Gently I lowered my gaze from the third eye, excited and exhausted by my journey. I looked about, just in time to see the hatted silhouette settle behind a boulder. That was no kaioti, nor guarosa, I could see that. No need to chase it down or fret, though; I knew exactly who it was, what he wanted. We’d have our meeting in good time, and then I planned to get some answers. I sensed I hadn’t been the first to have the vision.
Next morning we got an early start, trying to beat the worst of the heat. My vote was to take it easy, spend two days getting back to Sandy Aggo. After all, we had food for another week and a half, and it wasn’t like banditos were lurking on the way, awaiting an opportunity to steal our balls. My companions, however, were done with this whole expedition, and were eager to get back to town – for what, they couldn’t say, although I figured a bath would be a good start.

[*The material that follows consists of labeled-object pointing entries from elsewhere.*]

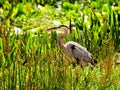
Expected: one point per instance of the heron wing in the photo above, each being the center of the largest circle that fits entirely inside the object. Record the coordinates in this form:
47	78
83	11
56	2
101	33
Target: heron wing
79	52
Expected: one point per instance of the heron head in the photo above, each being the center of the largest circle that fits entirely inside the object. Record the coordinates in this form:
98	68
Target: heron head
61	27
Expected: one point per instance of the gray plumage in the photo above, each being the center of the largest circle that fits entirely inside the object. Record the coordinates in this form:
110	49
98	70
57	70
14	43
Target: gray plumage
75	51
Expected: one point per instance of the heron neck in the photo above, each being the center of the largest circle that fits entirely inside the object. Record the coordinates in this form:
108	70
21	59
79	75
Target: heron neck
61	37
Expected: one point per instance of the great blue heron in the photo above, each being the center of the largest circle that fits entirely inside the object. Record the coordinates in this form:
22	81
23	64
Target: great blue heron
74	50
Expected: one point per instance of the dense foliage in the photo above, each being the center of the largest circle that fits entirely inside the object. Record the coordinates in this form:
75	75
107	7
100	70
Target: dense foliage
30	57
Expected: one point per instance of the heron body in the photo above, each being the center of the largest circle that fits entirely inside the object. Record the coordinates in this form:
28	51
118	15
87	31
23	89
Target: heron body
74	50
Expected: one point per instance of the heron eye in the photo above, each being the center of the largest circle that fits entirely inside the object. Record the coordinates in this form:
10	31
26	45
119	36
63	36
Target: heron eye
73	47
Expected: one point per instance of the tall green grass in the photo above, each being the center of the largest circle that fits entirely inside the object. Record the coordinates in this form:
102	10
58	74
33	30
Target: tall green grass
34	61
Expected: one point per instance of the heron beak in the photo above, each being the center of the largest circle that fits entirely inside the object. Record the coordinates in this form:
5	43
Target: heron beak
53	28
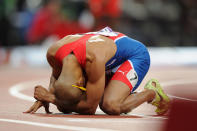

Going out we’d been eager for adventure, and tolerated the place; now, tired and frustrated, it was all torment. You can see why I was kind of grumpy.
So, we headed on back to town, around the hills, past the scarps and draws, and lastly across the great talcy dry-lake bed as darkness settled in good and thick as it can only in the desert. Anyhow, we finally descended into town – it was an underground town mostly, with skylights here and there -- around midnight; too tired to talk, almost too sore to walk, we unpacked, stabled the horses and mules, and got ourselves some rooms. My head hit the pillow not long before dawn.
When I awoke around noon I had things to do. I bathed, got some decent food, went to the bank for a draw to pay the boys, and finally left the signal for a meeting with Wanliet that evening.
Mr. Stanley wouldn’t know if I took one day extra; hell, for all he knew we were still out eating sand at Site Number Three. He could dally while I had a quick meeting with the scruffy old coot with the hat, Wanliet.